Include your brief on deception, sycophancy, and the limits of interpretability. Its job is epistemic humility: behavioral evals can only catch what they probe, and a capable model can pass them while pursuing the wrong objective. You're not claiming to have solved alignment — you're showing you know which of your assurances are behavioral (and therefore bounded) versus mechanistic.
Include the risk register mapped to a recognized framework (NIST AI RMF) and the governance gap list from your compliance check. Their job is to turn findings into owned, tracked items against an external standard — so "we found risks" becomes "here are the residual risks, their owners, and the gaps we must close before or shortly after launch."
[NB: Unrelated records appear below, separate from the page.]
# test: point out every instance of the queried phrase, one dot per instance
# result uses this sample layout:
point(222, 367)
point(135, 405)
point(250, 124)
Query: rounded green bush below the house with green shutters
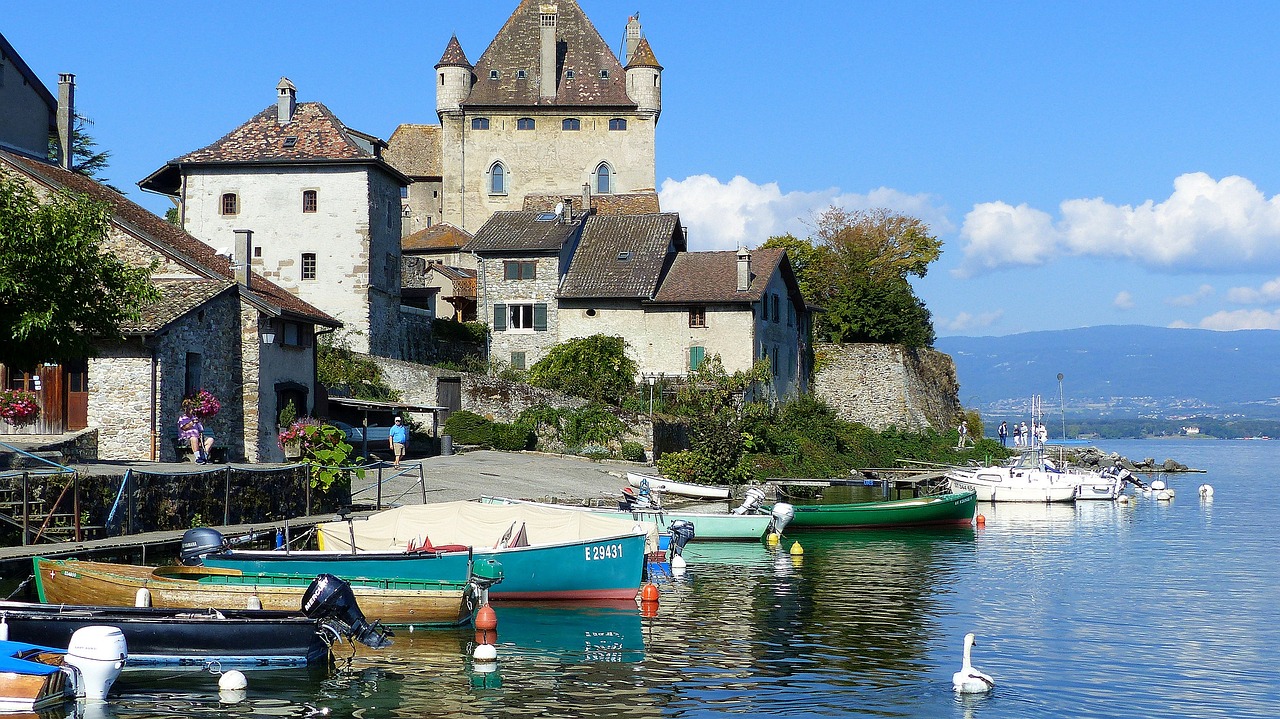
point(595, 368)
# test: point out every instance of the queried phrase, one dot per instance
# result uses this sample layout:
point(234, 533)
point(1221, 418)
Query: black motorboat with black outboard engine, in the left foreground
point(196, 639)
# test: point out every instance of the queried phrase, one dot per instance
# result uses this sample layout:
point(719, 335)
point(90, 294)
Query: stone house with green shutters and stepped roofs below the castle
point(547, 278)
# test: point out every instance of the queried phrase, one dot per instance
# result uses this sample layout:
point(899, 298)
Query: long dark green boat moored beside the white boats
point(917, 512)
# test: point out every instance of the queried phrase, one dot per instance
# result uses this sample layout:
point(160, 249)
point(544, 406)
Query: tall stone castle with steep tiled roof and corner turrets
point(547, 109)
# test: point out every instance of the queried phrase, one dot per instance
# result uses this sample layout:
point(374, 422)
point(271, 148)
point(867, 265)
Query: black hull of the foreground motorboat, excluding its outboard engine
point(244, 639)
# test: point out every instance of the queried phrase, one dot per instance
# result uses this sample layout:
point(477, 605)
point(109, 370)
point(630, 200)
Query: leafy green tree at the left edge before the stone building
point(60, 294)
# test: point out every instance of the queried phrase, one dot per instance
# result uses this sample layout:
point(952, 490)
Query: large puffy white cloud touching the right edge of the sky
point(1204, 225)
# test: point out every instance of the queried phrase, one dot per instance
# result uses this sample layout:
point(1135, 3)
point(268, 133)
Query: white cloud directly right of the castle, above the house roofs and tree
point(725, 216)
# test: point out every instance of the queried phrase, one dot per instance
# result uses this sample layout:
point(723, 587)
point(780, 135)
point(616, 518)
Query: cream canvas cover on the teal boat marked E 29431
point(482, 526)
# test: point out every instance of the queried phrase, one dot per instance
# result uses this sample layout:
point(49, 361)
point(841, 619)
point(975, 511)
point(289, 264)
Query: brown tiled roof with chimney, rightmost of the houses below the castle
point(712, 277)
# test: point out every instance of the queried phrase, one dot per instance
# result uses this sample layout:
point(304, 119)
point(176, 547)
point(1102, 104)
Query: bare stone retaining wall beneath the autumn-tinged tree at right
point(883, 386)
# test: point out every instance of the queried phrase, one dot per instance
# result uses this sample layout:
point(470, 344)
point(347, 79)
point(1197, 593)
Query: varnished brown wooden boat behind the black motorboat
point(441, 603)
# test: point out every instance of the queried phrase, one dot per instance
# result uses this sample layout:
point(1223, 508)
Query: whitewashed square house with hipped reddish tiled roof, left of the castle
point(322, 203)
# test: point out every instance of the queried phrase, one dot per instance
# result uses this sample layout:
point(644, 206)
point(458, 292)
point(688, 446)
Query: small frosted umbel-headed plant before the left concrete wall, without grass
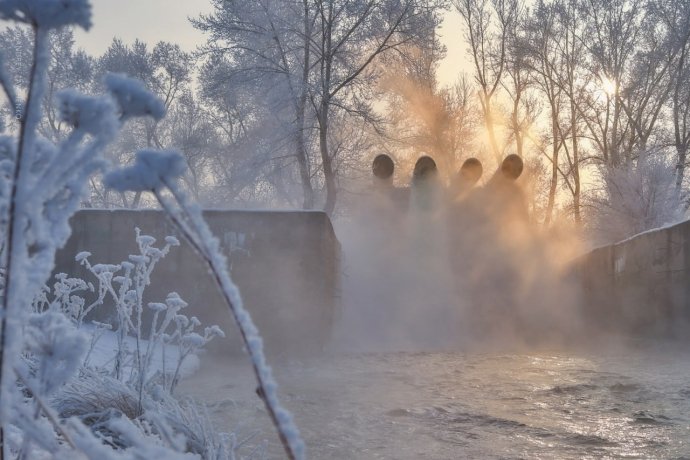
point(121, 286)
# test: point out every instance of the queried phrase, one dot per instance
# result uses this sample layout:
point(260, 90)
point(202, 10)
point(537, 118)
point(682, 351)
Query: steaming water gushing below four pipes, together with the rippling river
point(460, 336)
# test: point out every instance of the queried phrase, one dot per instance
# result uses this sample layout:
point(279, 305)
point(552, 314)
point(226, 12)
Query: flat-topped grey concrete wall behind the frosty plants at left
point(286, 265)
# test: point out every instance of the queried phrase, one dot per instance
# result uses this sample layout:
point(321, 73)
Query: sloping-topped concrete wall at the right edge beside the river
point(640, 285)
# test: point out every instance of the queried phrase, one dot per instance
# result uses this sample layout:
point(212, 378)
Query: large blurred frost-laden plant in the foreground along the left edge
point(41, 185)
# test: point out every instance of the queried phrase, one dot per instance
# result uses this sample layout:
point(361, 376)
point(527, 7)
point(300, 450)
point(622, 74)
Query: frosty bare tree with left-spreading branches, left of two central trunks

Before you look at your assembled results, write down what verdict each outcome implies: which findings force a NO-GO, which allow GO-with-conditions, which are acceptable residual risk. Deciding the decision rule after seeing results is how programs rationalize shipping. Pre-registering it is what makes your recommendation tomorrow defensible.
The trap at this stage is a binder that's complete but not coherent — eight sections that each make sense alone but don't connect. Coherence means the robustness report's residual attack-success rate shows up in the risk register; the alignment note's "we can't fully verify intent" caveats the eval section's pass; the governance gaps name owners who appear in the risk register. The reader should be able to trace one risk from threat model, through how it was tested, to its residual level and who owns it.
Pick your single highest risk. Can you trace it across the whole binder — named in the threat model, defined by the policy, tested by the red-team, measured by an eval, defended in the robustness report, caveated by the alignment note, logged in the risk register, and owned in the governance section? If any link is missing, that's today's last edit. Then quantify the residual risk after mitigations — what's left once your defenses are applied.
A junior shows the model passed the evals. An expert shows the evals' blind spots too — the brittleness in the robustness report, the limits of behavioral testing in the alignment note, the residual risks the register tracks — and still makes a call. The altitude jump is from "it passed" to "here's exactly how confident I am, why, and what I'm watching that could change my mind."
Say this in an interview: "My program spans all three layers — I don't just show the model passed today's evals, I show what those evals can't see: the brittleness, the limits of behavioral assurance, the residual risks mapped to a framework with owners. I pre-register the verdict criteria so the recommendation is a rule applied, not a result rationalized."